両方の絵画のメッセージは、当時のオランダで実践されたプロテスタント信仰における、仲裁者を必要としない信者と神との直接のつながりの重要性を反映しています。信者たちにとって、神の言葉が彼らのために解釈される必要はなく、神のメッセージはどこにでも存在します。どちらの絵画も豊かさと人生の幸福を祝うものですが、それらはまた、そのはかなさと永遠に直面した際における俗世での所有物や人間の達成の非重要性を思い出させるものでもあります。そのため、これらの作品はオランダの鑑賞者の中にある自らの誇りと、きわめて大きな障害に直面した彼らの若い国が挙げた成果を示す一方で、注意を喚起し警戒を促してもいます。

5.3.2 社会的文脈

リリー・マーティン・スペンサー(Lilly Martin Spencer、1822–1902、米国)は、1851–1852年頃に「風俗画(Conversation Piece)」を描きました。(図5.3)この風俗画では、幼児を膝の上で抱いている母親と、横に立ってさくらんぼを欲しがる赤ん坊の握りこぶしの上にふざけるようにぶら下げている父親の日常の様子が描かれています。それは、家族の生活の静かな光景、満足感と平和の瞬間であり、食事の後のまだ片付けられていない食卓は、さらなる親密さと形式ばらない感覚とを加えています。スペンサーは当時のアメリカで唯一の著名な女性画家であり、彼女の作品の大半はこの作品のような物語的な風俗画です。それらは家庭生活の場面であり、しばしば設定、人物の配置としぐさ、そして彼らの表情を通して語られる物語をほのめかしています。
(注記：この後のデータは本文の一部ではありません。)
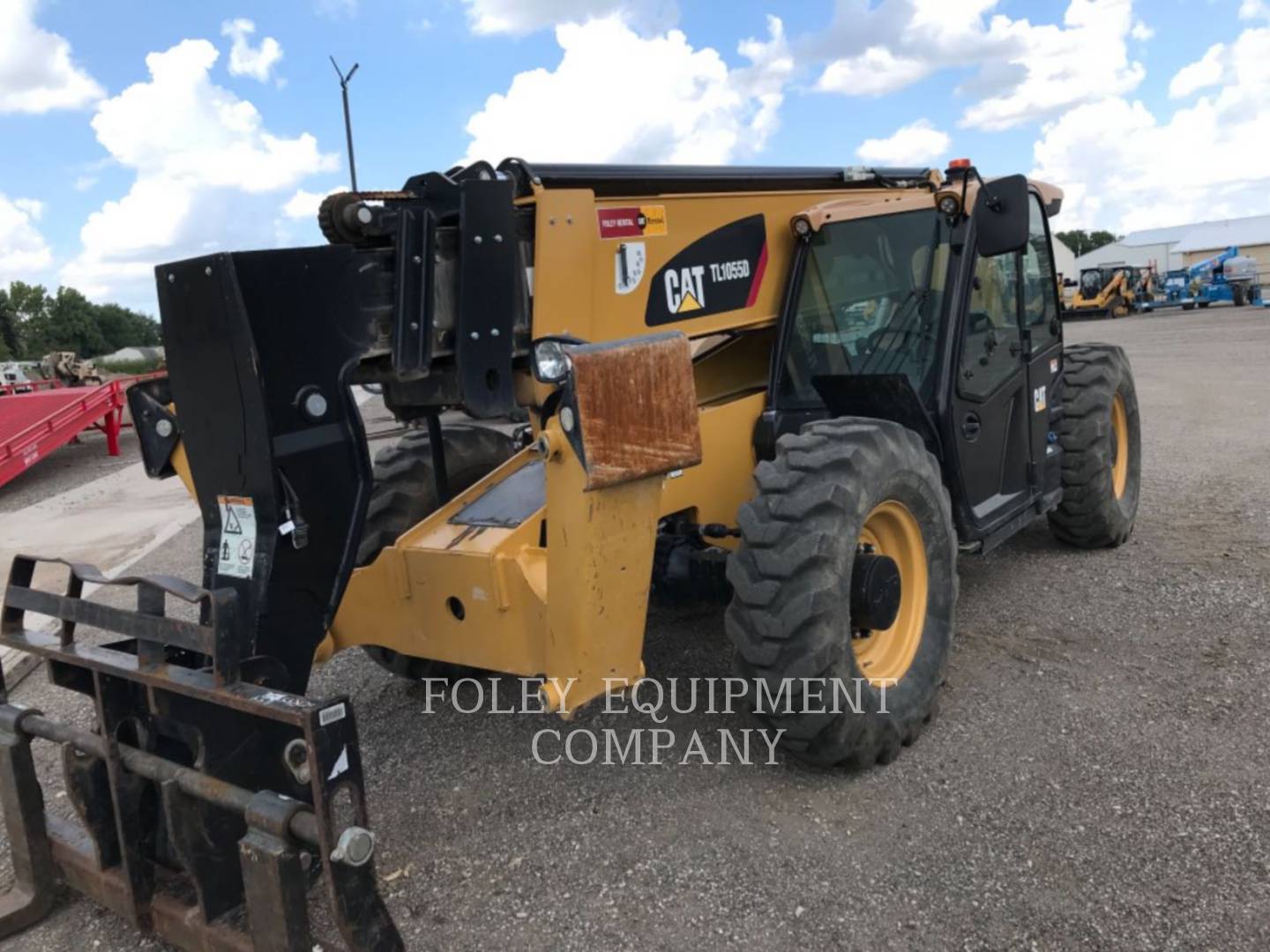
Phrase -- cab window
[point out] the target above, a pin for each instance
(869, 302)
(990, 338)
(1041, 291)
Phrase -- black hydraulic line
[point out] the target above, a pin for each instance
(303, 824)
(437, 446)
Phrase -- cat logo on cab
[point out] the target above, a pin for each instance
(721, 271)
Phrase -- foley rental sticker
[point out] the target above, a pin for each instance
(236, 553)
(632, 221)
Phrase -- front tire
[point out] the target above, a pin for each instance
(1102, 439)
(840, 489)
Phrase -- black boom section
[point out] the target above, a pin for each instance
(259, 346)
(488, 287)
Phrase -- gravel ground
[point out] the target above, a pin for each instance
(1096, 778)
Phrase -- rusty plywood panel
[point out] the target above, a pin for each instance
(637, 407)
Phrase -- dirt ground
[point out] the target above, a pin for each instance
(1097, 777)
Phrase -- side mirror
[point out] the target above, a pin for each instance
(1001, 216)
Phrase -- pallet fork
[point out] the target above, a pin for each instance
(213, 793)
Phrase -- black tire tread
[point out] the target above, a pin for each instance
(787, 614)
(1088, 514)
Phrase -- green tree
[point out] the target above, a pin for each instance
(69, 323)
(1084, 242)
(34, 323)
(124, 328)
(11, 344)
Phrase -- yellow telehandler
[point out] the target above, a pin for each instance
(811, 387)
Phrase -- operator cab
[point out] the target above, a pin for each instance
(900, 310)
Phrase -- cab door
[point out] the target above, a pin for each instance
(1042, 346)
(990, 403)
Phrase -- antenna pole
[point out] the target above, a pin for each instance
(348, 121)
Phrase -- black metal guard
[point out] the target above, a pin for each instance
(185, 738)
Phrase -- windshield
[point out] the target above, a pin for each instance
(870, 301)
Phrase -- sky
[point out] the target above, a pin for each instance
(136, 132)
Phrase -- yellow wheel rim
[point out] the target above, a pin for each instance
(884, 657)
(1120, 460)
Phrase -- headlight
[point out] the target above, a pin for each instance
(949, 205)
(551, 362)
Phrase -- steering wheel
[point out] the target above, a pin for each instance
(902, 335)
(978, 320)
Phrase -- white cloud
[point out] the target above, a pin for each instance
(1206, 71)
(915, 144)
(303, 204)
(37, 72)
(205, 170)
(521, 17)
(1024, 71)
(1204, 161)
(247, 60)
(873, 72)
(677, 104)
(23, 250)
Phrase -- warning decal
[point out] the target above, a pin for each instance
(629, 267)
(634, 221)
(721, 271)
(236, 554)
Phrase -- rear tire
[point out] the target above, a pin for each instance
(1102, 439)
(406, 493)
(790, 612)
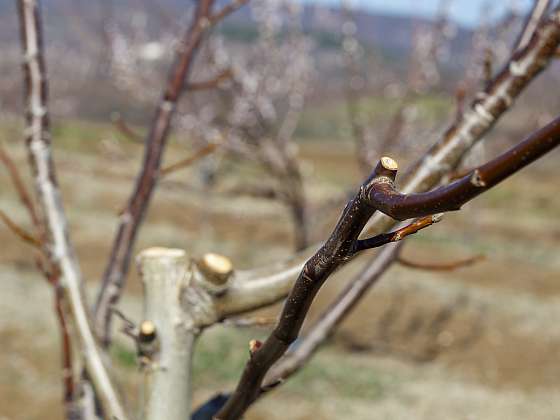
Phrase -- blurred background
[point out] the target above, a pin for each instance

図5.3 | 風俗画(Conversation Piece), Artist: リリー・マーティン・スペンサー(Lilly Martin Spencer), Source: Met Museum, License: OASC

スペンサーの作品の要素は、しばしば彼女の個人的な生活を反映しているようです。この芸術家は、「風俗画」の中で彼女自身と夫を描き、また彼女の絵画の多くでもそうしました。彼女が成功した職業画家であったことだけが珍しかったわけではなく、彼女がベンジャミン・ラッシュ・スペンサー(Benjamin Rush Spencer)と結婚したとき、彼が家事を行い、妻が自身のキャリアを追及するのを助けたこともまた、普通ではありませんでした。彼らの長い(そして幸せと思われる)結婚生活の間、13人の子供を出産し、7人を大人に育て上げながら、スペンサーは家族の稼ぎ手であり続けました。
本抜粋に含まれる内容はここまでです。